Hi all, I am a newbie! I wouldn't be on here unless I had some relationship concerns so here is it in a nutshell...my husband and I have a 10-year off and on dating history (dated for 5yrs, split for 4 1/2 yrs, now together for 2yrs). Last May I learned I was pregnant with our first child. Should have been an exciting time but honestly, I cried for 3 days because I didn't think our relationship was in the best place to bring in a child. Nevertheless, I gave birth to a beautiful baby boy 3 months ago and my husband and I went down to the courthouse 2 months ago. 
He has been previously married and from what I was told by his ex, it was an abusive relationship and I do not doubt her as I have experienced emotional and verbal abuse from him in the past. 
We got into argument this morning because I forgot a detail about our babysitter's schedule in which she would need to take our son with her when she picks up her kids every Thursday. I verbally agreed to that after my husband and I discussed she will not be taking our child in the car. He stepped up and informed the sitter that no, she will not be taking him in the car. I admit fault for not standing up for my son when I was supposed to. Call it new mom brain or whatever, I am more forgetful now that I ever was. Anyway, after the sitter left, he proceeded to tell me how he doesn't trust my decisions and if I can't pull my weight, he'll file an anullment and pretty much make my life a living hell in order to gain full custody of our son. Has anyone else experienced something similar? I can't believe I put myself in this situation. Threatening a divorce over something like this?


----------



## AliceA (Jul 29, 2010)

I can see why he would be upset but to threaten you like that is not the behaviour of someone who loves you; it is the behaviour of someone who is using you and sees you only as a means to an end, and considering the circumstances of your marriage, I think he only married you because you had a child.

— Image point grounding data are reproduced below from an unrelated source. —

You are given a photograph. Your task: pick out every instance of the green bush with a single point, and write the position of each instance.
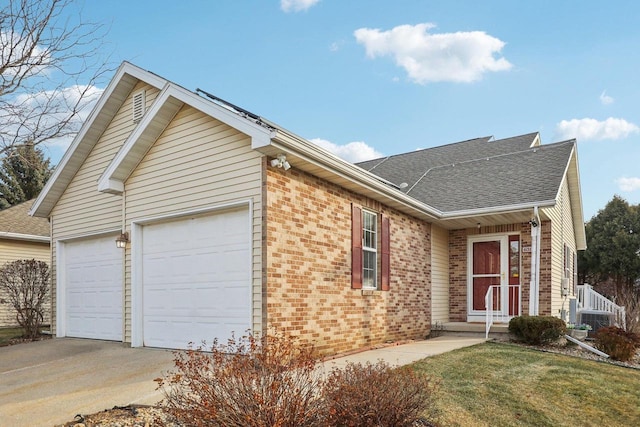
(537, 330)
(617, 343)
(377, 395)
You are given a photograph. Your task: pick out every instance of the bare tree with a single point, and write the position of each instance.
(50, 66)
(26, 284)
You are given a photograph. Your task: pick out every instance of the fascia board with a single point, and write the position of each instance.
(75, 156)
(498, 209)
(25, 237)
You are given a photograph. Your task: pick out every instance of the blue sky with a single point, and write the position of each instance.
(371, 78)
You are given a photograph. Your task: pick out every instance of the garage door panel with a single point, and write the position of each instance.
(93, 289)
(196, 288)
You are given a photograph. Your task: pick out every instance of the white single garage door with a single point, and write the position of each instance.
(93, 289)
(196, 279)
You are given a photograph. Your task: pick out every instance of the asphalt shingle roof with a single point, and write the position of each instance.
(479, 173)
(16, 219)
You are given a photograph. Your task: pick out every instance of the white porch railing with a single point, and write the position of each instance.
(590, 300)
(494, 308)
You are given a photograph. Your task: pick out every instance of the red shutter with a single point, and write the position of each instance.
(356, 247)
(385, 262)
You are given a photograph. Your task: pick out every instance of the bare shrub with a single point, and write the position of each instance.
(251, 381)
(617, 343)
(377, 395)
(26, 284)
(629, 298)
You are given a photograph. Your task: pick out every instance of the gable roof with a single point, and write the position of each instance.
(126, 77)
(15, 223)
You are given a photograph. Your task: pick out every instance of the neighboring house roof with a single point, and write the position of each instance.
(17, 224)
(456, 185)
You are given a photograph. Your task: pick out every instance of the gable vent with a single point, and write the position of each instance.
(138, 106)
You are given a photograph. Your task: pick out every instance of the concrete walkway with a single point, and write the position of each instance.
(403, 354)
(48, 382)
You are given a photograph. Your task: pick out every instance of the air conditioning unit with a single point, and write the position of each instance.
(596, 319)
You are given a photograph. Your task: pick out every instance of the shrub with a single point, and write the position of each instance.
(377, 395)
(537, 330)
(26, 284)
(617, 343)
(251, 381)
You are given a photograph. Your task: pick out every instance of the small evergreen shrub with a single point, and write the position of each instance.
(377, 395)
(617, 343)
(537, 330)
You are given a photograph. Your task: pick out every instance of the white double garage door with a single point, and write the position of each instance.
(195, 276)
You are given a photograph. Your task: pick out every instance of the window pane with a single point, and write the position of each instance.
(369, 269)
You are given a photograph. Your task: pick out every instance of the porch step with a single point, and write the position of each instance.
(498, 330)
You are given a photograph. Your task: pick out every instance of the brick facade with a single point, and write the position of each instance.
(458, 247)
(307, 270)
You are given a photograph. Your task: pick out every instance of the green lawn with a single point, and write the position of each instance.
(7, 334)
(497, 384)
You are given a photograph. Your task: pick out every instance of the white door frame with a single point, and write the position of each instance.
(480, 315)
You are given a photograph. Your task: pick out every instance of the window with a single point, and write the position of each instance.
(370, 255)
(369, 250)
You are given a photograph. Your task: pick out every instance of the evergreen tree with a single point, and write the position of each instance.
(23, 173)
(613, 246)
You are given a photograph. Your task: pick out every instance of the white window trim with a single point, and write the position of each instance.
(368, 249)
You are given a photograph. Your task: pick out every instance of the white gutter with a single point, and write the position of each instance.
(28, 237)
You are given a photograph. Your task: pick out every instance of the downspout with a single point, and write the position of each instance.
(534, 287)
(124, 270)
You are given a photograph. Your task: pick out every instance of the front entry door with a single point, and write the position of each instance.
(494, 262)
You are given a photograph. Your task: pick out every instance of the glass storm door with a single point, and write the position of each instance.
(494, 262)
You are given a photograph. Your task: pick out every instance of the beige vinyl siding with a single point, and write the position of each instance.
(439, 274)
(12, 250)
(99, 212)
(562, 232)
(197, 163)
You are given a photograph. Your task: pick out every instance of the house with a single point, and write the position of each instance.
(225, 221)
(21, 237)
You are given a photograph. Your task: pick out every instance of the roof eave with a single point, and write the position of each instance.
(25, 237)
(344, 173)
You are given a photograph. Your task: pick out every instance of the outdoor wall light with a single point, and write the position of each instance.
(281, 162)
(122, 240)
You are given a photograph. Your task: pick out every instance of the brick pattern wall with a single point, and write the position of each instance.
(307, 271)
(458, 266)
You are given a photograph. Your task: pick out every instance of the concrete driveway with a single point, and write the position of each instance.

You already know you've made a serious mistake, but it's not too late to get out of it.


----------



## frusdil (Sep 5, 2013)

I honestly don't get why the babysitter can't take him in the car. You either trust her or you don't. If you don't, you shouldn't be leaving your son with her at all. As long as she has the correct seat for him, and is experienced in driving with small children - which she clearly is, there shouldn't be an issue.

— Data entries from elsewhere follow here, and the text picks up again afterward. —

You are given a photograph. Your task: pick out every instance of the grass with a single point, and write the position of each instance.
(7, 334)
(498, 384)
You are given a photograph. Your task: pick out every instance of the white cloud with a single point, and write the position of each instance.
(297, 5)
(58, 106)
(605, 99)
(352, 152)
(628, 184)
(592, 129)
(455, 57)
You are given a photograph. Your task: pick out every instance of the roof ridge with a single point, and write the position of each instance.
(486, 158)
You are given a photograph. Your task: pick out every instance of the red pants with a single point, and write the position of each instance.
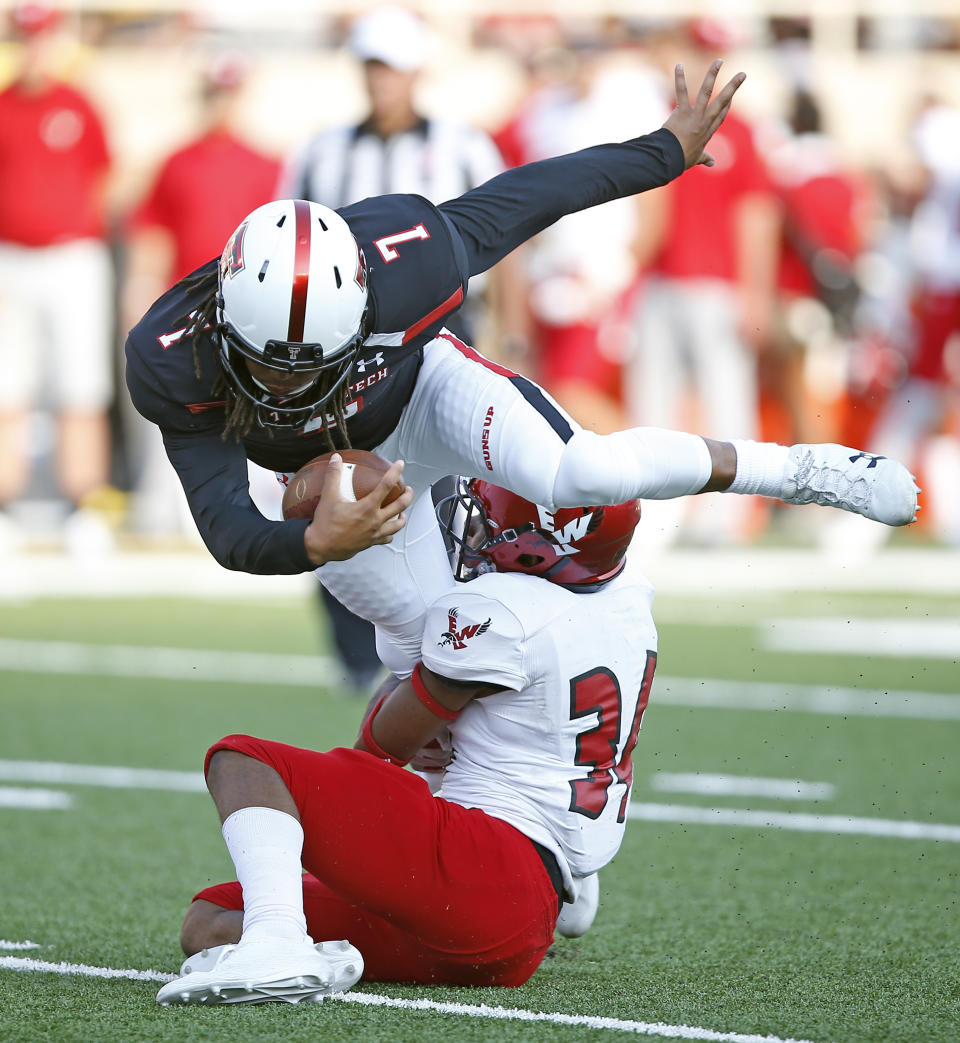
(428, 891)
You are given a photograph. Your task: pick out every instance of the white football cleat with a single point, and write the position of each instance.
(345, 962)
(836, 476)
(265, 972)
(577, 917)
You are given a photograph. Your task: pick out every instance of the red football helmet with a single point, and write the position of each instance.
(490, 528)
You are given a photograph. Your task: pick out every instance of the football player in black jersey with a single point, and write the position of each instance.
(318, 330)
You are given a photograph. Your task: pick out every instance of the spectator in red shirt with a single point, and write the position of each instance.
(55, 272)
(197, 197)
(825, 208)
(710, 247)
(199, 192)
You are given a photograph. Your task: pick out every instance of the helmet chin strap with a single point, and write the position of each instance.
(289, 394)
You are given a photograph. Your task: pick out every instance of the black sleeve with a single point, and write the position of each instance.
(496, 217)
(214, 477)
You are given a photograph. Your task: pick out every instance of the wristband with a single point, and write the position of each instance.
(424, 696)
(366, 736)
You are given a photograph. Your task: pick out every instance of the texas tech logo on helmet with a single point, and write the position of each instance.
(232, 258)
(458, 638)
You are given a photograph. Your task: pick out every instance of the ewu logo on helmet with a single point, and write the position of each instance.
(574, 530)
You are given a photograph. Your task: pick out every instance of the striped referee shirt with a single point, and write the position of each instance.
(435, 159)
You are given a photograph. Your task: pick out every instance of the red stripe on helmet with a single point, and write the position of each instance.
(301, 270)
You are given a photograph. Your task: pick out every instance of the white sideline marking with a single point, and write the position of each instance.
(44, 771)
(166, 663)
(121, 778)
(305, 671)
(28, 964)
(913, 638)
(468, 1010)
(805, 699)
(738, 785)
(12, 796)
(798, 821)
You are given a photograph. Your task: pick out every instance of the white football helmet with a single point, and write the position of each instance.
(292, 297)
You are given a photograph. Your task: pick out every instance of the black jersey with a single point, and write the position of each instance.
(420, 259)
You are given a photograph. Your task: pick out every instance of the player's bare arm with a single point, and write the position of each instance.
(341, 528)
(695, 124)
(400, 724)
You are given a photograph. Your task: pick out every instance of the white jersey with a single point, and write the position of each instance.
(552, 754)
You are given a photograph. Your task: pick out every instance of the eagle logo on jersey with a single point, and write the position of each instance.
(458, 638)
(232, 258)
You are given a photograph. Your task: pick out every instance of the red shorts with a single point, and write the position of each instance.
(428, 891)
(938, 318)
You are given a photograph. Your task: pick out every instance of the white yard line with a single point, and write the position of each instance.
(120, 778)
(36, 800)
(279, 670)
(138, 778)
(734, 785)
(168, 663)
(805, 699)
(464, 1010)
(889, 637)
(797, 821)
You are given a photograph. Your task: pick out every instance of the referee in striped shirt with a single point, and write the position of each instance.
(399, 149)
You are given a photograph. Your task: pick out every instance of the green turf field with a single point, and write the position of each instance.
(735, 925)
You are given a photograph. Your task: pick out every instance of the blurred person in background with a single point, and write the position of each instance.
(196, 197)
(710, 243)
(920, 419)
(581, 269)
(55, 282)
(398, 148)
(825, 213)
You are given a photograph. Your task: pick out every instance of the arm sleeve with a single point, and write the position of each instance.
(214, 477)
(495, 218)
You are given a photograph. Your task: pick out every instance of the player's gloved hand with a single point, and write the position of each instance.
(435, 755)
(342, 528)
(694, 124)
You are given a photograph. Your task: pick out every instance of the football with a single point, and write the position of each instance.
(361, 473)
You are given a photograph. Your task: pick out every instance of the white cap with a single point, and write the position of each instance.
(393, 35)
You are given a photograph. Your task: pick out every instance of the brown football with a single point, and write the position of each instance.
(361, 473)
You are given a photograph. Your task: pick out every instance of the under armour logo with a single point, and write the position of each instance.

Your husband is an abusive ahole. You know this already hon. Anullment stat.


----------



## EleGirl (Dec 3, 2011)

It's unclear how long you two have actually been married. Is it 2 months?

Your husband seems not be aware of the law or he knows that you have no clue about family law. You need to do some reading about the laws where you live.

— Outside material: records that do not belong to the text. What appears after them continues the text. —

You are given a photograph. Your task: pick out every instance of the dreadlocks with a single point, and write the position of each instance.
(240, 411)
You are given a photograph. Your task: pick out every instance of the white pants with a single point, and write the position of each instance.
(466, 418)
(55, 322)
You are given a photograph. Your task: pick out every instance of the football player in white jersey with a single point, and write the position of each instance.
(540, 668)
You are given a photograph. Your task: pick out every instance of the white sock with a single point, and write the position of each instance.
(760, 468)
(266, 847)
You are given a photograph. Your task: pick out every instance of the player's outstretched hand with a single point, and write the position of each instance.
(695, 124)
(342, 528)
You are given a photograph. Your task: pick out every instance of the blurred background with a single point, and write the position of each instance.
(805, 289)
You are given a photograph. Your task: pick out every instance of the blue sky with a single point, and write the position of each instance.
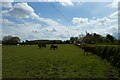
(55, 20)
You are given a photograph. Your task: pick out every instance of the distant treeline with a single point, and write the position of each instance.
(10, 40)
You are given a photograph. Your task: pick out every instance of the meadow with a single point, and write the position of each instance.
(68, 61)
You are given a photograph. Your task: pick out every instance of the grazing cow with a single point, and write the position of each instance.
(53, 46)
(87, 49)
(41, 45)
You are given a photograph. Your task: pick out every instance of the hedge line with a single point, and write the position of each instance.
(109, 53)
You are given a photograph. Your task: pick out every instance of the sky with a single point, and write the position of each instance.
(58, 20)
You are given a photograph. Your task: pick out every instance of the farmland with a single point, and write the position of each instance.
(68, 61)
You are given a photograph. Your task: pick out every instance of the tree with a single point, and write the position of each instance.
(11, 40)
(73, 39)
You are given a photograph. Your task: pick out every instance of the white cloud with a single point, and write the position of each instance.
(21, 10)
(102, 26)
(115, 15)
(6, 4)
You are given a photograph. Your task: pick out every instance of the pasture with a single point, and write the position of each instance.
(68, 61)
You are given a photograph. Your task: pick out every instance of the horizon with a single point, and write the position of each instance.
(58, 21)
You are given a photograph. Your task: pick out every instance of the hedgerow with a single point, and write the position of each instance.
(109, 53)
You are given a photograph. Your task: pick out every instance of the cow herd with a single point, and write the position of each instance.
(86, 49)
(52, 47)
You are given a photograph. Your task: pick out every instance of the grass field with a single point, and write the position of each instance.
(68, 61)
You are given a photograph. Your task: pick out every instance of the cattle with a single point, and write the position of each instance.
(41, 45)
(53, 46)
(87, 49)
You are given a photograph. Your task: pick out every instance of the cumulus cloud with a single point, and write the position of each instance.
(21, 10)
(101, 25)
(7, 5)
(114, 4)
(115, 15)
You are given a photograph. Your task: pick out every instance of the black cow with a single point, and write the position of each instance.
(53, 46)
(87, 49)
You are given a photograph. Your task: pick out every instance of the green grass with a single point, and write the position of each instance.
(68, 61)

He cannot get an annulment. Annulments are only for fraudulent marriages. He would have to get a divorce.

Threatening to make your life hell and gain full custody is a nonsense threat. Read up on child custody laws in your state. 

However, you need to take his threats seriously as a marriage will not work if one spouse is threatening annulment/divorce and interfering with custody. 

Do you really have any problem with the babysitter driving your child? Or is this really just your husband's issue and now you are beating yourself up because you sort of agreed with his mandate that no sitter will drive your son? And then you broke that agreement as did as you pleased?

Are you considering breaking up with him?


----------